Пойдём дальше. Предположим, что наш неофит в своём новоявленном увлечении древностью попытается подражать тому, что вызывает его восхищение; он поступит крайне неразумно, если извлечёт из словаря устарелые слова и будет пользоваться ими вместо слов и выражений, употребительных в наши дни. Именно такие ошибки нередко совершал Чаттертон. Стараясь придать своему языку старинный характер, он отбросил всё современные слова и создал наречие, не имевшее ничего общего ни с одним из тех, на которых когда-либо говорили в Великобритании. Тот, кто хочет подражать старинному языку, должен уловить общий характер его грамматических форм, выражений, оборотов, принципов сочетания слов, а отнюдь не изощряться в выискивании редкостных и устарелых слов. Как я уже говорил, в произведениях старых авторов устаревшие слова встречаются гораздо реже, чем слова, до сих пор употребительные, но взятые с изменённым значением и с иной орфографией. Отношение между ними равно приблизительно одному к десяти.

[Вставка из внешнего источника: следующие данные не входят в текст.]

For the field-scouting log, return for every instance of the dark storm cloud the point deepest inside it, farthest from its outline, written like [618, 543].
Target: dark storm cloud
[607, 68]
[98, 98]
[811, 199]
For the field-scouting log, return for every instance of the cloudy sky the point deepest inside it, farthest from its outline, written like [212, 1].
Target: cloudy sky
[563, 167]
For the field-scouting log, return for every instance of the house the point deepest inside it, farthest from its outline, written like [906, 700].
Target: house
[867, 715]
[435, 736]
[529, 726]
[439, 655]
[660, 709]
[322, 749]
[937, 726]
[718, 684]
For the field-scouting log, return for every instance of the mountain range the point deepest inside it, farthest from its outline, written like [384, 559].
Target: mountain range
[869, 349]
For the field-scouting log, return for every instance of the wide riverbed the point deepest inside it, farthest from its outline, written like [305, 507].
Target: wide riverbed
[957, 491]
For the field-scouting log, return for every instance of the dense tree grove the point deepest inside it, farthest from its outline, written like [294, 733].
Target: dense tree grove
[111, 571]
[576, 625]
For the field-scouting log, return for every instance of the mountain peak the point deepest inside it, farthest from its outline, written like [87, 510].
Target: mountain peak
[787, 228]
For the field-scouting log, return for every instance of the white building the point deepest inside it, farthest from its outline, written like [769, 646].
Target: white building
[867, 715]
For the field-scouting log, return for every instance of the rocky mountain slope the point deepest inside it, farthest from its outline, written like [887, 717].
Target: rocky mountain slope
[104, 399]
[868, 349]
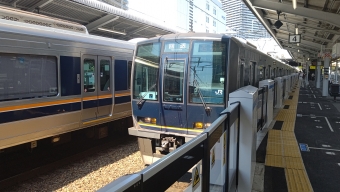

Всё, что я говорил о языке, тем более применимо для изображения чувств и нравов. Важнейшие человеческие страсти во всех своих проявлениях, а также и источники, которые их питают, общи для всех сословий, состояний, стран и эпох; отсюда с несомненностью следует, что хотя данное состояние общества влияет на мнения, образ мыслей и поступки людей, эти последние по самому своему существу чрезвычайно сходны между собой. Наши предки отличались от нас, конечно, не более, чем еврей отличается от христианина. «Разве у них нет рук, органов, членов тела, чувств, привязанностей, страстей? Разве не та же самая пища насыщает его, разве не то же оружие ранит его, разве он не подвержен тем же недугам, разве не те же лекарства исцеляют его, разве не согревают и не студят его те же лето и зима, как и христианина?» Поэтому их чувства и страсти по своему характеру и по своей напряжённости приближаются к нашим. И когда автор приступает к роману или другому художественному произведению, вроде того, какое я решился написать, то оказывается, что материал, которым он располагает, как языковой, так и исторически-бытовой, в такой же мере принадлежит современности, как и эпохе, избранной им для изображения. Это обстоятельство предоставляет автору свободу выбора и облегчает его задачу в большей мере, чем кажется на первый взгляд. Возьмём пример из области смежного искусства. Можно сказать, что в картинах антикварные детали придают ландшафту специфические черты. Феодальный замок должен возвышаться во всём своём величии, художник должен изображать людей в костюмах и позах, свойственных эпохе; местность, которую художник избрал для изображения, должна быть передана со всеми своими особенностями, с возвышающимися утёсами или стремительным падением водопада. Колорит также должен отличаться естественностью. Небо должно быть ясным или облачным, соответственно климату, а краски именно теми, которые преобладают в самой натуре.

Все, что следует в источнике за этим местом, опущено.